Sacraments and Postcolonial Planetarity

Reimagining the Sacramental Signature of All Things in the Era of Environmental Degradation

As we face ecological crisis and the growing resentment of convoluted globalization, sacramental imagination and liturgical practices harbor the most prophetic and hopeful resource for resistance and transformation in the global postcolony that Christian spiritual tradition has to offer. Sacramentality, however, is not just a matter of aesthetics or practical theology: today, to be transformative is has to boldly reclaim its metaphysical latitude and its theopolitical efficacy. Postcolonial and decolonial insights on planetarity and pluriversal ontology challenge sacramental theology to creatively mine its own rich treasury of wisdom. Yet they also challenge to make a commitment to recognize and repent of its entanglements with the colonial logic of war, globalized patriarchy, and ever tempting cultural imperialism. As we brave the age of lies and writhe under yoke of the postmodern empires of anxiety, postcolonial ethical exigencies can find their theological fulfillment – as well as  doing our bit toward thwarting “the Great Derangement” (Amitav Ghosh) – through finding hope and empowerment for righteous and life-giving action by indwelling a sacramental pluriverse. This kind of pluriverse transcends the debates on the numbers of sacraments and juridical conditions of their validity. Rather, it resonates in multiple rhythms and melodies. To body forth such a pluriverse, nothing less than a profound reexamination of the Western sacramental imagination might be sufficient.
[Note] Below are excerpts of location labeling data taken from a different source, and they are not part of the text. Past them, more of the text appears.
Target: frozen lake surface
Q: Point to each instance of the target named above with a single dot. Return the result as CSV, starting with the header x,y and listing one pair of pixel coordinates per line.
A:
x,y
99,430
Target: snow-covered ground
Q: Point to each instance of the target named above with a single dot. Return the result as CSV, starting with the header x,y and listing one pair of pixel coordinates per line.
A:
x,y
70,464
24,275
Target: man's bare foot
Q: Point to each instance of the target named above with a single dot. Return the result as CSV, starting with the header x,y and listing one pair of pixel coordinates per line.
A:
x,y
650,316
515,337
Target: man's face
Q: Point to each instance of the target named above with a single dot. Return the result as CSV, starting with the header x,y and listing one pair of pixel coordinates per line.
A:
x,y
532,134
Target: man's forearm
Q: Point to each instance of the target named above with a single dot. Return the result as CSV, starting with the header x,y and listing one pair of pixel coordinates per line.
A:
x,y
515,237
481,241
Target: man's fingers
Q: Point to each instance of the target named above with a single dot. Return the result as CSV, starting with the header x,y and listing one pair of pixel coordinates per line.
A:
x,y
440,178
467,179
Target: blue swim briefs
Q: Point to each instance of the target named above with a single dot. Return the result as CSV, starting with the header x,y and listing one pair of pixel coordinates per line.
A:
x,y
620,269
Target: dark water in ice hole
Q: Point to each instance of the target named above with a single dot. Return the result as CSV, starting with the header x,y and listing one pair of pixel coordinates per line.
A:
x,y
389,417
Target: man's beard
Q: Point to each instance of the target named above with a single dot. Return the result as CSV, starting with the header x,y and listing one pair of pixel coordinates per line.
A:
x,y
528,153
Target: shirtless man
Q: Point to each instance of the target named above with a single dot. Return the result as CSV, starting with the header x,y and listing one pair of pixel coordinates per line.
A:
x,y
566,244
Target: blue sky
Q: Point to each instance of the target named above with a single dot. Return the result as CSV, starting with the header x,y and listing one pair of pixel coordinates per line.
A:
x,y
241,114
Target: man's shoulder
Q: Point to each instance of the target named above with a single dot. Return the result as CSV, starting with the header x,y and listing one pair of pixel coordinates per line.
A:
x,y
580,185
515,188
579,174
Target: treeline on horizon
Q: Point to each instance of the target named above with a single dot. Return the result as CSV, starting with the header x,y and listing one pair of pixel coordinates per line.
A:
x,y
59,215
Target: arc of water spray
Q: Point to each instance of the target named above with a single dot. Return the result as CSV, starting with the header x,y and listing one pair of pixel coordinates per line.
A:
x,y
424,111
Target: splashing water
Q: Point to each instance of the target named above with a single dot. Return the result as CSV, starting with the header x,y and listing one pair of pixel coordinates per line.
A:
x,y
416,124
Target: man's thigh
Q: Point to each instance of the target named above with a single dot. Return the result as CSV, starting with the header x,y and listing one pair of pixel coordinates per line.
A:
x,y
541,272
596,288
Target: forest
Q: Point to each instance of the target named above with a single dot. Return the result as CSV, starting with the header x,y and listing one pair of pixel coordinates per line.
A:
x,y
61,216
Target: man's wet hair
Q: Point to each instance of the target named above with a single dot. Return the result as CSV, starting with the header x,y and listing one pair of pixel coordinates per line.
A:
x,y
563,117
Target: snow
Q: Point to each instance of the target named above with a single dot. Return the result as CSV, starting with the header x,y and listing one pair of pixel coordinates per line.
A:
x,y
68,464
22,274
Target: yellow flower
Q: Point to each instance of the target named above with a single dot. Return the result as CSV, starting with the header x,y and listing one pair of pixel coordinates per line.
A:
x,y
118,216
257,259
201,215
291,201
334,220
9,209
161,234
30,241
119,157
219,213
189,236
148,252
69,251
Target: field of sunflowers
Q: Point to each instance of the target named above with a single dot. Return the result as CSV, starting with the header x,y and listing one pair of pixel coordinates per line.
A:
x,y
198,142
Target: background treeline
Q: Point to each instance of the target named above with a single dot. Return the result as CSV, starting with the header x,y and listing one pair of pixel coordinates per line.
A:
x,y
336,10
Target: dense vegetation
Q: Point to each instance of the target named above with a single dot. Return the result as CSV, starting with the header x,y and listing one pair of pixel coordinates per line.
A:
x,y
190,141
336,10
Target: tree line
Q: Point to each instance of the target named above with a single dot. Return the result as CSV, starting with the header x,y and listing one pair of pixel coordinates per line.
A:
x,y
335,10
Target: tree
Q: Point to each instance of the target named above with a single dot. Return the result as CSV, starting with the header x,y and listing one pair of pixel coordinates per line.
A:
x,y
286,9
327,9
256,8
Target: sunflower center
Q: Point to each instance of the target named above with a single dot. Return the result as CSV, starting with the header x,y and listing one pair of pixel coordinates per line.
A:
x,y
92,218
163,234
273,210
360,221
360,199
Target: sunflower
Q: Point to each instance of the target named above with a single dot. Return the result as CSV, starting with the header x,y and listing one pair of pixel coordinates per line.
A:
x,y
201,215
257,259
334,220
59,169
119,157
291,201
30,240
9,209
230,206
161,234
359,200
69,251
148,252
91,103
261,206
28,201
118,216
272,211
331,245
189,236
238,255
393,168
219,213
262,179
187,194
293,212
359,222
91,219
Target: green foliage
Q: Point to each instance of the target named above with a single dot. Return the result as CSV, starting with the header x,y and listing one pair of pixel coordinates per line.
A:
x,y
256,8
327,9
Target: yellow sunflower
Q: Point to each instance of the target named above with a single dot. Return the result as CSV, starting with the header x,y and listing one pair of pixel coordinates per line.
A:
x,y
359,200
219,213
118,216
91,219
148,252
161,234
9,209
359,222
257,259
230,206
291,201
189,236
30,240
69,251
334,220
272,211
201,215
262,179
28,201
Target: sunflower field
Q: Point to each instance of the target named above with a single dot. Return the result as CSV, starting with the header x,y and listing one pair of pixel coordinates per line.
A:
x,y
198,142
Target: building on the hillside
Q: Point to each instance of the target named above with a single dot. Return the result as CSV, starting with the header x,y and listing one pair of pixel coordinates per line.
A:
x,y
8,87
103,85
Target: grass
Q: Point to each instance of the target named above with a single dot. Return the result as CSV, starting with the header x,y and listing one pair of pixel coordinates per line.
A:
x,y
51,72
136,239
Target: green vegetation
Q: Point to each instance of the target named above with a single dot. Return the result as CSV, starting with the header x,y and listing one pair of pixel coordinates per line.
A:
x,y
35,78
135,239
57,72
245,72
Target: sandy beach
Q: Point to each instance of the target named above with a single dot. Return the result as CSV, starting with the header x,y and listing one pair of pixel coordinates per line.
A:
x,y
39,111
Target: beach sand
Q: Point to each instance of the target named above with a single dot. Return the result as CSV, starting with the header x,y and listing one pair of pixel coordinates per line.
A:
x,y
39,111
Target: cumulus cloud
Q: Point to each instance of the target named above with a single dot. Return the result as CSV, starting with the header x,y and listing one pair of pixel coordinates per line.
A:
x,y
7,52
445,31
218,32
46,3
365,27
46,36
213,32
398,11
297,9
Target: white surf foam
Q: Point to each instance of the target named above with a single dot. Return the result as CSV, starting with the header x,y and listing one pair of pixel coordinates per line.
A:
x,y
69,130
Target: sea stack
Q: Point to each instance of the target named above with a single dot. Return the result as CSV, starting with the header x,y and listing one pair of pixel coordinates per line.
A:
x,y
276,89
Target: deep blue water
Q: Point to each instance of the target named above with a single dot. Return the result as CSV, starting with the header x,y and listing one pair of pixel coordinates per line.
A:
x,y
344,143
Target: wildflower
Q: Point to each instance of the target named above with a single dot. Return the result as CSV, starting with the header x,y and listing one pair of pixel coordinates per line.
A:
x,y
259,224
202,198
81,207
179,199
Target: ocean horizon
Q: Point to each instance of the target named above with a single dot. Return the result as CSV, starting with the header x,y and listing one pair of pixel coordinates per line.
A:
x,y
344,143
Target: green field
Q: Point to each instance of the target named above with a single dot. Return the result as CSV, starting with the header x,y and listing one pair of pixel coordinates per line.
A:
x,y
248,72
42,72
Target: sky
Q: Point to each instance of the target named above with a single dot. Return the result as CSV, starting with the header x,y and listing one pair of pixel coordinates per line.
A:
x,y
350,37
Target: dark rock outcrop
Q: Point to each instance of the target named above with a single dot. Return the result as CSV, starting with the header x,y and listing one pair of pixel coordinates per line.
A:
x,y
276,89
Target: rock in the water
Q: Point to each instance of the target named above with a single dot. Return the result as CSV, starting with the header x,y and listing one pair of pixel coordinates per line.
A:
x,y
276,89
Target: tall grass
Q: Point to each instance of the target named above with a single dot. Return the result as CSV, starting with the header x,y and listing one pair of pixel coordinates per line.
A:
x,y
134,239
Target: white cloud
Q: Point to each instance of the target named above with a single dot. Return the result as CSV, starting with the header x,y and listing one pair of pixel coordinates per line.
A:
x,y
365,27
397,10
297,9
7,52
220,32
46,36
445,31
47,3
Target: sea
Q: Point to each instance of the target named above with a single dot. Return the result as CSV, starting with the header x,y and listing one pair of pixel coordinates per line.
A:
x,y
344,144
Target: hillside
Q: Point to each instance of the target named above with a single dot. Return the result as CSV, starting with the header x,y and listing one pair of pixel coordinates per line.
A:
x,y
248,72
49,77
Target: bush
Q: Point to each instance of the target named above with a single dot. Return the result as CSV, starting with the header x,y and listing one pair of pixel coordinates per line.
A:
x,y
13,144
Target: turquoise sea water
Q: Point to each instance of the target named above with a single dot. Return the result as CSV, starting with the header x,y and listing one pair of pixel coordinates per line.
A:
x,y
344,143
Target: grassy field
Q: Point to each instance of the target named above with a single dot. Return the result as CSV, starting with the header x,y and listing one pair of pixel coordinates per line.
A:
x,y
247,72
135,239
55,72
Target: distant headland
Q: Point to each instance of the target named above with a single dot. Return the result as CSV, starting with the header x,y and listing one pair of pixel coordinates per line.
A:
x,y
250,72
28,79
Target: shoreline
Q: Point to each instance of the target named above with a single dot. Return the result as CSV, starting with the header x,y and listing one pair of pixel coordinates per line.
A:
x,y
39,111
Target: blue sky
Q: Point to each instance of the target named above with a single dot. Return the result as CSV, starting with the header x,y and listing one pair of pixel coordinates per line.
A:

Rev. Dr. Kristine Suna-Koro is Associate Professor of Theology at Xavier University in Cincinnati, OH, USA. She is a Latvian-American diasporic theologian working at the intersection of postcolonialism, liturgical and sacramental studies as well as migration and diaspora discourses. She teaches in field of modern historical theology at Xavier and is the author of “In Counterpoint: Diaspora, Postcoloniality, and Sacramental Theology” (Pickwick, 2017) as well as numerous articles and book chapters. She currently serves as the convener of the Critical Theories and Liturgical Studies seminar at the North American Academy of Liturgy (NAAL). As a Lutheran pastor she has served the diasporic Latvian Lutheran communities in Great Britain, Germany, and the United States.